One might expect a student group called “the Effective Altruism Club” to be among the least likely objects of scorn for irate student protesters. Who could be against altruism—or making it more effective?
Well, University of Victoria radicals it seems. They recently ambushed an event put on by the Canadian university’s effective altruism club, and used a megaphone to shout down its featured speaker, philosopher Peter Singer, who appeared remotely via Skype. They even accused the club of implicitly supporting the murder of disabled people, according to The Martinet.
In fairness, “effective altruism“—one of Singer’s concepts— is more controversial than it sounds. The movement promotes the idea that people should support the charitable causes that maximize harm-reduction and are more cost-effective compared to other causes (alleviating global poverty is an example of something effective altruists tend to prioritize).

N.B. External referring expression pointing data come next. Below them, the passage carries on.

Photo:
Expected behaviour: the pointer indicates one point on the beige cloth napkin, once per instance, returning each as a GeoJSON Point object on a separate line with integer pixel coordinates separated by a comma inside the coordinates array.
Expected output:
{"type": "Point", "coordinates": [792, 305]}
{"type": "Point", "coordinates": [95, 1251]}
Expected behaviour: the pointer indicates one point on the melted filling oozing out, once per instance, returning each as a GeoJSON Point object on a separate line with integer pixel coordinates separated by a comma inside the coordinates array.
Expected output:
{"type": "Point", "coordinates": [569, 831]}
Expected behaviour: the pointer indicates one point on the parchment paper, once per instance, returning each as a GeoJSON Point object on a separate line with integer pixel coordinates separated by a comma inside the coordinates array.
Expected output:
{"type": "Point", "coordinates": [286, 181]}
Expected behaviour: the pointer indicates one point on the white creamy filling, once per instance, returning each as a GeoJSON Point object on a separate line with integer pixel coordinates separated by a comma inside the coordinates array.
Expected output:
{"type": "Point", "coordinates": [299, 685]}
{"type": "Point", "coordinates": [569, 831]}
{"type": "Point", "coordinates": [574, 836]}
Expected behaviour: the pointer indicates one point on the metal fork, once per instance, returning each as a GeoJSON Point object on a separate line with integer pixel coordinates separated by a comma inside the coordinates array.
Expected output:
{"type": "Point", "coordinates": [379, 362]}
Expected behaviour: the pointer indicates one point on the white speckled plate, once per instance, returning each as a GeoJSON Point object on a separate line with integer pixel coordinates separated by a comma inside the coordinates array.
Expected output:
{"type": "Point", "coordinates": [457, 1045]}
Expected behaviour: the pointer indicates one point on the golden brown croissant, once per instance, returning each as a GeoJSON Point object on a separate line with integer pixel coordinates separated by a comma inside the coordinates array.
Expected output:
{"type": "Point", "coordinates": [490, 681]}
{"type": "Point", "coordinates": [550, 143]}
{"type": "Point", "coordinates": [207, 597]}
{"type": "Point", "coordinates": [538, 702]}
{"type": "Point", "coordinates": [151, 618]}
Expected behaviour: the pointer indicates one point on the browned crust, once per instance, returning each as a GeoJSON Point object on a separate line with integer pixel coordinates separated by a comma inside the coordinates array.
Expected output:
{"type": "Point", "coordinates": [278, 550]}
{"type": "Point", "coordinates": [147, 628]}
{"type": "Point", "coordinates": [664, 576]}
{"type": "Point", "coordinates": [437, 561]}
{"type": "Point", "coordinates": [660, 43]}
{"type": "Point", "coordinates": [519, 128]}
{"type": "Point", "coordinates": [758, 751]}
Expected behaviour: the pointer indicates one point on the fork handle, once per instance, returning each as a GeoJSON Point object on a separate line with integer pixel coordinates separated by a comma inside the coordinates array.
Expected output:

Singer himself is even more controversial. He has occasionally defended human-animal sex, and argues in favor of euthanasia—including some forms of non-voluntary euthanasia. Reason’s Ronald Bailey interviewed him in the December 2000 issue of the magazine, and described his views thus:
Singer is perhaps the most thoroughgoing philosophical utilitarian since Jeremy Bentham. As such, he believes animals have rights because the relevant moral consideration is not whether a being can reason or talk but whether it can suffer. Jettisoning the traditional distinction between humans and nonhumans, Singer distinguishes instead between persons and non-persons. Persons are beings that feel, reason, have self-awareness, and look forward to a future. Thus, fetuses and some very impaired human beings are not persons in his view and have a lesser moral status than, say, adult gorillas and chimpanzees.
Given such views, it was no surprise that anti-abortion activists and disability rights advocates loudly decried the Australian-born Singer’s appointment at Princeton last year. Indeed, his language regarding the treatment of disabled human beings is at times appallingly similar to the eugenic arguments used by Nazi theorists concerning “life unworthy of life.” Singer, however, believes that only parents, not the state, should have the power to make decisions about the fates of disabled infants.
Disability rights advocates are no fan of Singer, and it’s easy to see why.
But the effective altruism club maintains that it wasn’t promoting Singer’s views on euthanasia—the event was focused on “practical ways we can end global poverty, promote animal welfare, and reduce existential risks like climate change,” according to The Martinet.
“It’s just all about solving climate change and all the stuff that we can all agree on,” said one student organizer.
This did not satisfy the protesters, who used a megaphone to disrupt the interview with Singer. Event organizers turned up the volume so that Singer could be heard over the protesters, who chanted “eugenics is hate” and “disabled lives matter.”
The police showed up, but did nothing to deter the protesters. They didn’t even take away the megaphone.
One protester, Luka Garvin, said that Singer’s speech was hate speech, and as such, had no place on campus:
“If it was, let’s say, Steve Bannon, talking about the merits of recycling, would you let him onto UVic? I don’t think so. Because Steve Bannon practices hate speech, and ableist speech is hate speech, no matter what you believe.”
Everything students don’t agree with is hate speech, which is a shame, because a university seems like a great place to discuss and debate Singer’s ideas—even his more controversial ones. If the ideas are wrong, people can—and should—reject them. What are anti-speech radicals so afraid of?